Cependant Jacques n’avait pas oublié Francine : suivant les paroles de Rodolphe, il l’embrassait tous les jours sur les lèvres de Marie, et travaillait en secret à la figure qu’il voulait placer sur la tombe de la morte.

Un jour qu’il avait reçu de l’argent, Jacques acheta une robe à Marie, une robe noire. La jeune fille fut bien contente ; seulement elle trouva que le noir n’était pas gai pour l’été. Mais Jacques lui dit qu’il aimait beaucoup le noir, et qu’elle lui ferait plaisir en mettant cette robe tous les jours. Marie lui obéit.

Un samedi, Jacques dit à la jeune fille :

— Viens demain de bonne heure, nous irons à la campagne.

— Quel bonheur ! fit Marie. Je te ménage une surprise, tu verras ; demain il fera du soleil.

Marie passa la nuit chez elle à achever une robe neuve qu’elle avait achetée sur ses économies, une jolie robe rose. Et le dimanche elle arriva, vêtue de sa pimpante emplette, à l’atelier de Jacques.
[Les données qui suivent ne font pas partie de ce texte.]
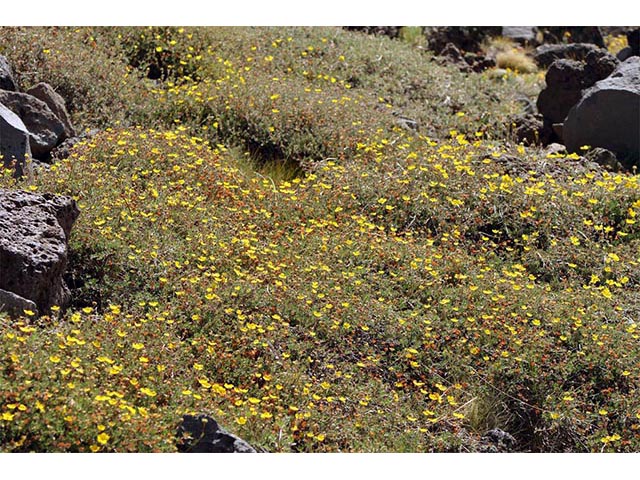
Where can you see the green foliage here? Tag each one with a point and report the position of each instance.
(271, 248)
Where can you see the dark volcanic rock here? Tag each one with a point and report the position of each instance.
(34, 232)
(6, 75)
(43, 91)
(564, 86)
(15, 305)
(633, 38)
(14, 141)
(608, 115)
(45, 129)
(202, 434)
(565, 81)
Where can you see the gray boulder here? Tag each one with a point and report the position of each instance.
(608, 115)
(562, 91)
(34, 233)
(202, 434)
(565, 81)
(633, 38)
(6, 75)
(15, 305)
(14, 141)
(45, 129)
(45, 92)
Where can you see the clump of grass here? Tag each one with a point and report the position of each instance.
(399, 293)
(412, 35)
(509, 55)
(615, 43)
(516, 60)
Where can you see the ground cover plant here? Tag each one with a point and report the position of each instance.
(261, 240)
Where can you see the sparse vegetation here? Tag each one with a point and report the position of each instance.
(260, 240)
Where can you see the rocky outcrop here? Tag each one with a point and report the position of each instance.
(45, 129)
(6, 75)
(466, 39)
(608, 115)
(14, 142)
(565, 81)
(43, 91)
(391, 32)
(522, 35)
(465, 61)
(15, 305)
(589, 34)
(546, 54)
(34, 233)
(202, 434)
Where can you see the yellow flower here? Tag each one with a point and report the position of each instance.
(148, 392)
L’artiste la reçut froidement, brutalement presque.

— Moi qui croyais te faire plaisir en me faisant cadeau de cette toilette réjouie ! dit Marie, qui ne s’expliquait pas la froideur de Jacques.

— Nous n’irons pas à la campagne, répondit celui-ci, tu peux t’en aller, j’ai à travailler.

Marie s’en retourna chez elle le cœur gros. En route, elle rencontra un jeune homme qui savait l’histoire de Jacques, et qui lui avait fait la cour, à elle.

— Tiens, mademoiselle Marie, vous n’êtes donc plus en deuil ? lui dit-il.

— En deuil, dit Marie, et de qui ?

— Quoi ! vous ne savez pas ? C’est pourtant bien connu ; cette robe noire que Jacques vous a donnée…

— Eh bien ? dit Marie.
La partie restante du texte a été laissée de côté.